As for threads in the same process, it should in principle be possible to do it without hardly any visible changes in Pike:
1. Let each memory object have a flag to indicate whether it's thread local or global. 2. Thread local things are linked together in thread local link lists. 3. Global objects are protected by a read/write lock. 4. Whenever a thread has to change a global thing it acquires the write lock which would essentially be like the current interpreter lock. 5. When a thread has the write lock it holds it for some time, just like the interpreter lock, so that global changes can be done without lots of locking. 6. When a reference is added from a global to thread local thing, the latter becomes global. This is transitive - at this point it'd be necessary to follow all references in the thread local thing and mark all that as global too. 7. In some cases it'd be necessary to convert global things to thread local (e.g. in a thread queue implementation that's used to dispatch work from a global queue to handler threads). That can be done implicitly if there's only one ref to the thing, but one might want an explicit function to do it. The problem with such a function would be that it has to go through all global things to ensure that there's no global ref anywhere.

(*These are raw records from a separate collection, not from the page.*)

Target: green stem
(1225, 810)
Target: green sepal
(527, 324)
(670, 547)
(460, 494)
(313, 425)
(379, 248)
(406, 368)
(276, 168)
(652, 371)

The main issues with this are three afaics:
o It's internally quite a big change since there will be many more linked lists, and the operation required in item 6 makes it necessary to fix almost every place add_ref() is used. o The current string implementation makes it impossible to handle thread local strings, and requiring the write lock whenever a new string is created would probably defeat a lot of the parallellism. Thus it's necessary to change the thread implementation to fall back to strncmp when a global and a local string is compared. I guess that this was what Jonas meant with the problematic O(1) property in strings. o Adding and subtracting refs to global things must be done without taking the write lock. On most architectures it ought to be possible to use atomic increment and decrement operations for that.
Neither of these are impossible to overcome, but it would be quite a big change and it would be an incompatible API change for C modules.
At least if I were to make a new language I'd definitely implement a scheme like the above since it automatically makes the threads as separate as possible and I think the transitions of data between the global and local spaces would be fairly few in a reasonably well designed application. It'd be nice to have some debug tools, e.g. to be able to declare an object as thread local which cause an error to be thrown if it becomes referenced from the global data set.
/ Martin Stjernholm, Roxen IS
Previous text:
2004-02-02 06:35: Subject: Re: Default backend and thread backends?
The problem with "the second option" is that it represents a radically different threading model than what Pike is currently using. That means that normal threaded programs using thread_create() would still not be multi-cpu enabled.
Essentially, we would have to design a new API for creating 'threads' and inter-thread communication. If we write this API right, it could be used to communicate between:
o threads running in the same interpreter o threads running in separate interpreters o threads running in separate processes o threads running on separate machines
Personally, I don't need the headache of designing this API :)
/ Fredrik (Naranek) Hubinette (Real Build Master)